This is the mail archive of the
libc-alpha@sourceware.org
mailing list for the glibc project.
Re: [PATCH v3 6/7] Use PRINTF_FORTIFY instead of _IO_FLAGS2_FORTIFY (bug 11319)
- From: Szabolcs Nagy <Szabolcs dot Nagy at arm dot com>
- To: "Gabriel F. T. Gomes" <gabriel at inconstante dot eti dot br>, Florian Weimer <fweimer at redhat dot com>
- Cc: nd <nd at arm dot com>, "libc-alpha at sourceware dot org" <libc-alpha at sourceware dot org>, Sam Tebbs <Sam dot Tebbs at arm dot com>, Zack Weinberg <zackw at panix dot com>
- Date: Wed, 19 Dec 2018 15:04:11 +0000
- Subject: Re: [PATCH v3 6/7] Use PRINTF_FORTIFY instead of _IO_FLAGS2_FORTIFY (bug 11319)
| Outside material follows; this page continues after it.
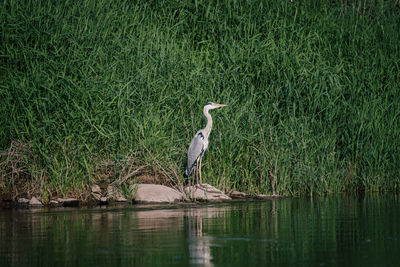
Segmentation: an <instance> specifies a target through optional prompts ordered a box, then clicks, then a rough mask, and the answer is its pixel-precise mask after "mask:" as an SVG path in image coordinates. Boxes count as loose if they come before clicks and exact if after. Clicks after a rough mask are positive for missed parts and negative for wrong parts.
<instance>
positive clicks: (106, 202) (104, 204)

- References: <20181115214449.19262-1-gabriel@inconstante.eti.br> <20181115214449.19262-7-gabriel@inconstante.eti.br> <5801e2cb-2cfd-0598-c68f-d525e5e6e650@arm.com> <87h8fa22uu.fsf@oldenburg2.str.redhat.com> <20181218153126.438c950f@tereshkova>
On 18/12/2018 17:31, Gabriel F. T. Gomes wrote:
> On Tue, 18 Dec 2018, Florian Weimer wrote:
>
>> * Szabolcs Nagy:
>>
>>> On 15/11/2018 21:44, Gabriel F. T. Gomes wrote:
>>>> +/* This function is called by regular vsprintf with maxlen set to -1,
>>>> + and by vsprintf_chk with maxlen set to the size of the output
>>>> + string. In the former case, _IO_str_chk_overflow will never be
>>>> + called; in the latter case it will crash the program if the buffer
>>>> + overflows. */
>>>> +
>>>> int
>>>> -__vsprintf_internal (char *string, const char *format, va_list args,
>>>> +__vsprintf_internal (char *string, size_t maxlen,
>>>> + const char *format, va_list args,
>>>> unsigned int mode_flags)
>>>> {
>>>> _IO_strfile sf;
>>>> @@ -38,17 +77,22 @@ __vsprintf_internal (char *string, const char *format, va_list args,
>>>> sf._sbf._f._lock = NULL;
>>>> #endif
>>>> _IO_no_init (&sf._sbf._f, _IO_USER_LOCK, -1, NULL, NULL);
>>>> - _IO_JUMPS (&sf._sbf) = &_IO_str_jumps;
>>>> - _IO_str_init_static_internal (&sf, string, -1, string);
>>>> + _IO_JUMPS (&sf._sbf) = &_IO_str_chk_jumps;
>>>> + string[0] = '\0';
>>>
>>> note that since this change the following code changed behaviour:
>>>
>>> #include <stdio.h>
>>> int main()
>>> {
>>> char buf[20] = "AB";
>>> sprintf (buf, "%sCD", buf);
>>> puts (buf);
>>> }
>>>
>>> this is ub in iso c, but previously printed "ABCD", but now
>>> buf[0]=0 before the format string is processed, so it is "CD".
>>>
>>> this is a heads up, since this pattern seems to appear in existing code,
>>> in particular in SPEC2017 507.cactuBSSN_r/src/PUGH/PughUtils.c:
>>>
>>> sprintf(mess," Size:");
>>> for (i=0;i<dim+1;i++)
>>> {
>>> sprintf(mess,"%s %d",mess,pughGH->GFExtras[dim]->nsize[i]);
>>> }
>>
>> I think we should make this specific to the fortify flag, even though
>> it's undefined.
>
> So, do you think that moving the `string[0] = '\0';' statement from
> __vsprintf_internal to ___vsprintf_chk (before the second calls the first)
> is an adequate fix?
>
> I could write this with an accompanying test case to avoid regressions in
> both fortified and non-fortified cases.
>
i would just do
if (maxlen == -1)
.. old code ..
else
.. new code ..
to revert the old sprintf behaviour.
later the code may be refactored further (it should be
possible to use shared code between sprintf, snprintf
and sprintf_chk, but that requires a lot more changes).